If you need to run a job only once you can use a pod, that is the smallest deployable unit in kubernetes. To deploy a pod you need to create a yaml file like the example below.

apiVersion: v1
kind: Pod
metadata:
  name : example
  labels:
     toolforge: tool
spec:
  containers:
  - name: main
    workingDir: /data/project/mytool
    image: docker-registry.tools.wmflabs.org/toolforge-python37-sssd-base:latest
    command: ['/bin/bash', '-c', 'source venv3/bin/activate; ./myapp.py']
  restartPolicy: Never

Change the name "example" to the name you want to your pod, change the workingDir to the directory where your application is, change the image to the image you need, change the command to call your app and save the yaml file. You can create the pod with the command kubectl apply -f <path-to-yaml-file>.

You can see if the pod is running with kubectl get pods and see the pod output with kubectl logs <pod-name>. Note that it can not have two pods with the same name, you need to delete the old pod with kubectl delete pod <pod-name> before create a new one with the same name.

You can change the "restartPolicy: Never" to "restartPolicy: OnFailure" to make the pod restart the container when it exit with an error. However, if you want a continuous job it is recommended to use a "deployment" workload type as describe in a section below, because when the Kubernetes node where the pod is running has some failure the deployment will recreate the pod in another node, what not happens when you create a simple pod.

Cron jobs

It is possible to run cron jobs on Kubernetes (see upstream documentation for a full description).

Example cronjob.yaml

Wikiloveslove is a Python 3.7 bot that runs in a Kubernetes deployment. The cronjobs.yaml file that it uses to tell Kubernetes how to start and schedule the bot is reproduced below.

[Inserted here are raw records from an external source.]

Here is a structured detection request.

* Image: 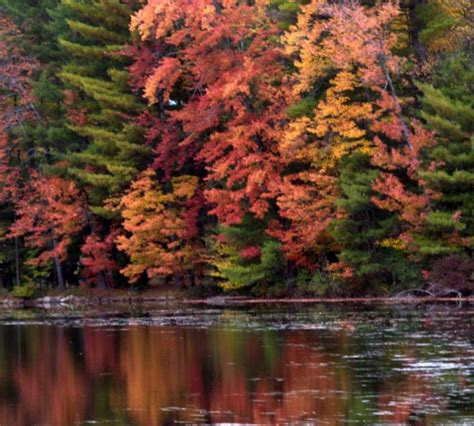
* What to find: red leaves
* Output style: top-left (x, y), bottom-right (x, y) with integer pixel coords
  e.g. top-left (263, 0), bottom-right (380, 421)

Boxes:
top-left (81, 229), bottom-right (119, 287)
top-left (134, 0), bottom-right (286, 224)
top-left (8, 173), bottom-right (85, 265)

Create the CronJob object in your tool's Kubernetes namespace using kubectl:

$ kubectl apply --validate=true -f $HOME/cronjobs.yaml
cronjob.batch/CRONJOB-NAME configured

After creating the cronjob you can create a test job with kubectl create job --from=cronjob/CRONJOB-NAME test to immediately trigger the cronjob and then access the logs as usual with kubectl logs job/test -f to debug.

If that doesn't give you any useful output, try kubectl describe job/test to see what's going on: it might be a misconfigured limit, for instance.

If you want the application not to restart on failure, change "restartPolicy: OnFailure" to "restartPolicy: Never" and add "backoffLimit: 0" in the jobTemplate spec (with same indentation as "template:").

Continuous jobs

The basic unit of managing execution on a Kubernetes cluster is called a "deployment". Each deployment is described with a YAML configuration file which describes the container images to be started ("pods" in the Kubernetes terminology) and commands to be run inside them after the container is initialized. A deployment also specifies where the pods run and what external resources are connected to them. The upstream documentation is comprehensive.

Example deployment.yaml

Stashbot is a Python 3.7 irc bot that runs in a Kubernetes deployment. The deployment.yaml file that it uses to tell Kubernetes how to start the bot is reproduced below. This deployment is launched using a stashbot.sh wrapper script which runs kubectl create --validate=true -f /data/project/stashbot/etc/deployment.yaml.

This deployment:

  • Uses the 'tool-stashbot' namespace that the tool is authorized to control
  • Creates a container using the 'latest' version of the 'docker-registry.tools.wmflabs.org/toolforge-python37-sssd-base' Docker image.
  • Runs the command /data/project/stashbot/bin/stashbot.sh run inside the container to start the bot itself.
  • Mounts the /data/project/stashbot/ NFS directory as /data/project/stashbot/ inside the container.
The stashbot.sh script assumes that a Python 3.7 virtual environment has been manually created and populated with library dependencies for the project. See Help:Toolforge/Web/Python#Virtual Environments and Packages for more information about how to create a virtual environment. Make sure you call your venv python interpreter and not /usr/bin/python.

Monitoring your jobs

You can see which jobs you have running with kubectl get pods. Using the name of the pod, you can see the logs with kubectl logs <pod-name>.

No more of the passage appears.